Of course the floor function is untidy (and not multiplicative), so we want to replace it with:
$$\left[\frac{x}{d} \right] = \frac{x}{d} - \varepsilon(d)$$
Where $\varepsilon(d)$ is the error between the division and the floor function, bounded by $0 \leq \varepsilon(d) \leq (1 - \frac{1}{d})$. The bound on this error term does not depend on $x$; if we choose a large $x$ and divide it by $3$, the error $\varepsilon(3)$ will always be in $\{0, \frac13, \frac23\}$. Now we can rewrite $(1)$ as
$$\pi_L(x) = \sum_{d \mid P} \mu(d)\left(\frac{x}{d} - \varepsilon(d) \right) = \color{red}{x \sum_{d \mid P} \mu(d)\frac{1}{d}} - \color{blue}{\sum_{d \mid P} \mu(d) \varepsilon(d)} \tag{2}$$
The Euler product version of this is then:
$$\pi_L(x) = \color{red}{x \prod_{2 \leq p}^{p_n} \left(1 - \frac{1}{p}\right)} - \color{blue}{(-1)^n \prod_{2 \leq p}^{p_n} \varepsilon(p)} \tag{3}$$
Since $\varepsilon(1) = 0$, the Euler product of the second term results in simply $-\varepsilon(p)$ for each prime used, giving the alternating sign. Because we know $0 \leq \varepsilon(p) \leq (1 - \frac{1}{p}) < 1$, the total error term (in blue) should be bounded by $|\varepsilon| < 1$. We know this is not the case, and that this error term becomes large quickly. Therefore, I've done something wrong in the midst of my math.
Can someone tell me what I've done wrong? Is there some substitution that fails due to some non-obvious (to me) assumption? Is the problem that $\varepsilon(x)$ is not multiplicative? If not, it should still be bounded by $|\varepsilon| < 2^{n-1}$ (where $\varepsilon = \sum \mu(d)\varepsilon(d)$ in equation $(2)$), and on average much closer to $0$ than to the bounds, with the chance of being closer to $0$ higher as $x$ increases. Though maybe not provably closer? (Empirically, $|\varepsilon| < 1$ for $x < 60$.)

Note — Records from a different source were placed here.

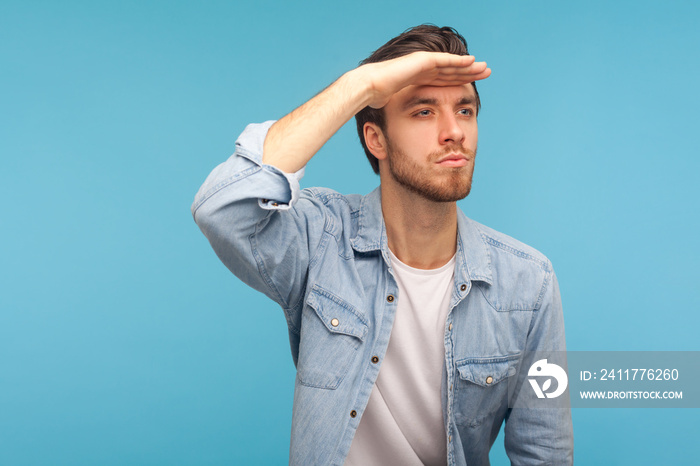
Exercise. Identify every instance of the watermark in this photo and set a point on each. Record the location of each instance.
(606, 379)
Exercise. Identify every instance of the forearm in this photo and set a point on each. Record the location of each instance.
(292, 141)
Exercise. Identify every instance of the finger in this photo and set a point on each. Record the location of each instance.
(449, 60)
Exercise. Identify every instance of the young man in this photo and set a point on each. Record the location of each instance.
(408, 322)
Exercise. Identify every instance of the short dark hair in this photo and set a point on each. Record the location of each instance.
(423, 38)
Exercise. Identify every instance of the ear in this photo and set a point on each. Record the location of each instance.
(375, 140)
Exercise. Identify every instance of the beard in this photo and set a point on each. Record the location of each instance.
(449, 185)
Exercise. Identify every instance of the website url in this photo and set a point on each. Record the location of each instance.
(630, 395)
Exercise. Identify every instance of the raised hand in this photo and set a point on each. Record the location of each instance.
(421, 69)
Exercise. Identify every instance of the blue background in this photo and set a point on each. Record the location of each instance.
(123, 339)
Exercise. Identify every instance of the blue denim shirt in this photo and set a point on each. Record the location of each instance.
(323, 257)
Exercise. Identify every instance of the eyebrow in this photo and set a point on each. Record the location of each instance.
(416, 101)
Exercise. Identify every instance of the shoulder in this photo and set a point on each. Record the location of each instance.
(340, 210)
(520, 273)
(518, 252)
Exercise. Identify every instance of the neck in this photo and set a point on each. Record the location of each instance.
(421, 233)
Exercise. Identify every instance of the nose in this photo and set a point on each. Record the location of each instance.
(450, 130)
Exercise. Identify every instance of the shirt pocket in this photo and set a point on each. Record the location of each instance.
(482, 387)
(332, 331)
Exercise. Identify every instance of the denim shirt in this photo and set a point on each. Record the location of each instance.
(323, 257)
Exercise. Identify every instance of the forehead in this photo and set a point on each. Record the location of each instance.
(441, 95)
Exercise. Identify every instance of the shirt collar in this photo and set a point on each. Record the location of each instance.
(473, 261)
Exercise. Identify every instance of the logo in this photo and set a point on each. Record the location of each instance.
(542, 368)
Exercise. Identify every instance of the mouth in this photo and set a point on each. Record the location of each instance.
(453, 160)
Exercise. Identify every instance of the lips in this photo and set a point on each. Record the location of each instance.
(453, 160)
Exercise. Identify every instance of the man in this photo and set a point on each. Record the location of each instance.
(409, 323)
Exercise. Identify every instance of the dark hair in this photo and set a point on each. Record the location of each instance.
(423, 38)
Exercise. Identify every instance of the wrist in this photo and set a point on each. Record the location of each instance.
(356, 83)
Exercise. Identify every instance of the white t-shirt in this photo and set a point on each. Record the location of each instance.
(403, 422)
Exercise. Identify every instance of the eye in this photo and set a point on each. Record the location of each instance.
(422, 113)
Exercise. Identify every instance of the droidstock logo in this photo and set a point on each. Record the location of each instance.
(542, 368)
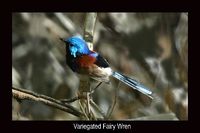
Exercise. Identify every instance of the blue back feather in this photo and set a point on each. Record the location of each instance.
(77, 46)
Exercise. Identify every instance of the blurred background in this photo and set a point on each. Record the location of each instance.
(149, 47)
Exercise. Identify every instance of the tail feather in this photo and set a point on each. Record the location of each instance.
(133, 84)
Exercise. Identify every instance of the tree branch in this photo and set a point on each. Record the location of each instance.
(22, 94)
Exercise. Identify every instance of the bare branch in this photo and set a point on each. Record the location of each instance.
(22, 94)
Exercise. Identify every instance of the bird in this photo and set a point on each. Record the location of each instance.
(84, 61)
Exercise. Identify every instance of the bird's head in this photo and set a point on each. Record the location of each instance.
(76, 45)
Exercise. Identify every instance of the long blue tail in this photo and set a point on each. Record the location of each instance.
(133, 84)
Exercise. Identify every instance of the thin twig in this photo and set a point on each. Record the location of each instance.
(97, 108)
(110, 110)
(22, 94)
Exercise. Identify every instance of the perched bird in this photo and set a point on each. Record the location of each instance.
(84, 61)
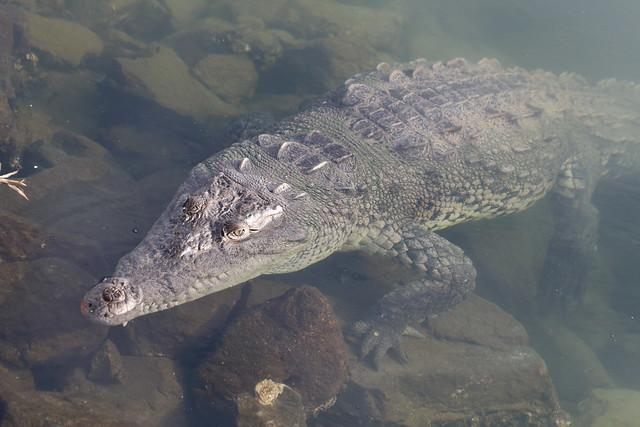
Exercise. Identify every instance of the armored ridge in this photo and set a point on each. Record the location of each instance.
(377, 165)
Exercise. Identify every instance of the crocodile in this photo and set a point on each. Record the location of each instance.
(379, 165)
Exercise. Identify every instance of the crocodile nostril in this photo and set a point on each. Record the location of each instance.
(107, 295)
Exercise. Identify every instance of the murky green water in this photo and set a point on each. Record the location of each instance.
(105, 106)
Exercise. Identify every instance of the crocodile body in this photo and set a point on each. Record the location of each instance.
(378, 165)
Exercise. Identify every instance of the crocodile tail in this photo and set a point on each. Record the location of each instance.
(612, 117)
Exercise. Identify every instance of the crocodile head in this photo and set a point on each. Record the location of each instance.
(214, 234)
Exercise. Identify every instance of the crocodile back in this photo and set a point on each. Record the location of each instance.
(436, 111)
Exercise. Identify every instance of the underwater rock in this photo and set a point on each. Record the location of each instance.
(575, 366)
(60, 163)
(477, 373)
(293, 339)
(149, 391)
(611, 407)
(273, 405)
(325, 63)
(211, 35)
(145, 19)
(165, 79)
(479, 322)
(45, 409)
(183, 12)
(39, 315)
(20, 240)
(231, 77)
(380, 28)
(509, 254)
(184, 329)
(106, 365)
(72, 99)
(147, 150)
(59, 41)
(153, 396)
(7, 120)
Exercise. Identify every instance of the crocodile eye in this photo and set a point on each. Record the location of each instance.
(111, 294)
(192, 209)
(235, 232)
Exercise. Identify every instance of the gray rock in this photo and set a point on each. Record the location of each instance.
(286, 411)
(575, 366)
(293, 339)
(183, 330)
(610, 408)
(479, 372)
(59, 41)
(479, 322)
(165, 79)
(231, 77)
(153, 396)
(40, 322)
(106, 365)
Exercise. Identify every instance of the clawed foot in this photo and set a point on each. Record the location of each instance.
(378, 337)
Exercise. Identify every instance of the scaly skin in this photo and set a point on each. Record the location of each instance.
(378, 165)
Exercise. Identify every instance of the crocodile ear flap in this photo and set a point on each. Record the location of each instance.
(297, 234)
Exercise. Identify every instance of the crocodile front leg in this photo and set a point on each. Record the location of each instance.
(445, 276)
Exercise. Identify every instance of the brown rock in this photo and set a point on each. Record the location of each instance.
(150, 396)
(478, 372)
(293, 339)
(186, 328)
(613, 407)
(39, 316)
(106, 365)
(58, 40)
(165, 79)
(478, 321)
(231, 77)
(19, 240)
(286, 410)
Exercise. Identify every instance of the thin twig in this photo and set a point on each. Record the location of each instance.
(16, 185)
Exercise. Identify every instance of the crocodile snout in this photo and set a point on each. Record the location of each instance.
(113, 301)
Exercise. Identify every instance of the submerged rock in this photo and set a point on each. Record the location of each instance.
(613, 407)
(183, 329)
(273, 405)
(479, 372)
(59, 41)
(231, 77)
(151, 395)
(576, 368)
(293, 339)
(165, 79)
(20, 240)
(40, 322)
(106, 365)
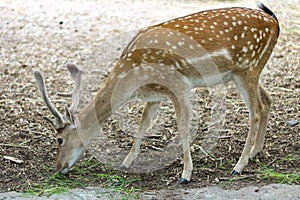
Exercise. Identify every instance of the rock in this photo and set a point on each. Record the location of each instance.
(292, 123)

(The bound on non-multiplicative $\varepsilon$ comes from having alternating values of $\mu(d)$ as more primes are used. There are $\binom{n}{1} + \binom{n}{3} + \cdots = 2^{n-1}$ error terms with $\mu(d) = -1$, and $\binom{n}{2} + \binom{n}{4} + \cdots = 2^{n-1} - 1$ error terms with $\mu(d) = 1$. The largest possible error is then $-2^{n-1}$, if all the positive error terms are $0$. (We can safely assume there's no error term on $\frac{x}{1}$).)